We also think that if a more definite statement of the terms of the contract, whether express or implied, were deemed by defendant to be desirable or proper, its remedy was by a motion to require the petition made more definite and certain. It was so decided in Smith v. Bradstreet Co.,63 S.C. 525, 532; 41 S.E., 763, 765, where it is said that:

"It was in the power of the defendant, if the allegations of fact were subject to the objection of want of definiteness and certainty, to have the plaintiff make them more definite and certain by motion and not by demurrer."

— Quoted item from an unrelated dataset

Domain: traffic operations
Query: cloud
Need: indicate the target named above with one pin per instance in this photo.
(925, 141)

Under this viewpoint of respondent's situation, the further principle, as declared by Mr. Justice Gary in Cartin v. SouthBound R. Co., 43 S.C. 221, 224; 20 S.E., 979, 980; 49 Am. St. Rep., 829, becomes applicable:

"If the defendant waived said objections by failing to make such motions, then the plaintiff had the right to the relief to which all the allegations showed he was entitled."

The last group of exceptions, which bring up the question whether the Circuit Judge was in error in refusing to allow amendment of the proceedings, must also be sustained. This conclusion is the necessary sequence of the views that we have already expressed. Leave to amend appears to have been refused because of the holding that the proceedings were fatally defective and that claimant's time for filing the lien had expired before the motion was made. This position has been found untenable, as the statement filed with the clerk was substantially in compliance with the statutory requirements. The situation under this exception therefore presents a close parallel to the case of Waringv. Miller Batting Manuf'g Co., 36 S.C. 310, 321; 15 S.E., 132, 134, where Mr. Chief Justice McIver expressed the attitude of this Court in favor of the liberal exercise *86 of the power of allowing amendments in proceedings of this character as follows:

"A party may in his pleading, through ignorance or inadvertence, misstate or state insufficiently a fact material to his case, and one of the main objects of the provision in respect to amendments in to enable him to rectify such errors or omissions. The amendment asked for would not effect any change whatever in the nature of the petitioner's claim, but was intended simply to supplement a defective statement of the facts upon which the remedy he sought to enforce his claim was based, and it should have been allowed."

The order dismissing the petition is reversed and set aside, and the case is remanded to the Circuit Court for such further proceedings as may be consistent with the views herein announced, with the privilege to the petitioner to amend his petition, if he desire to do so, within such reasonable time as the Circuit Court may direct.

MR. CHIEF JUSTICE WATTS and MESSRS. JUSTICES COTHRAN, STABLER and CARTER concur.

MR. JUSTICE BLEASE did not participate.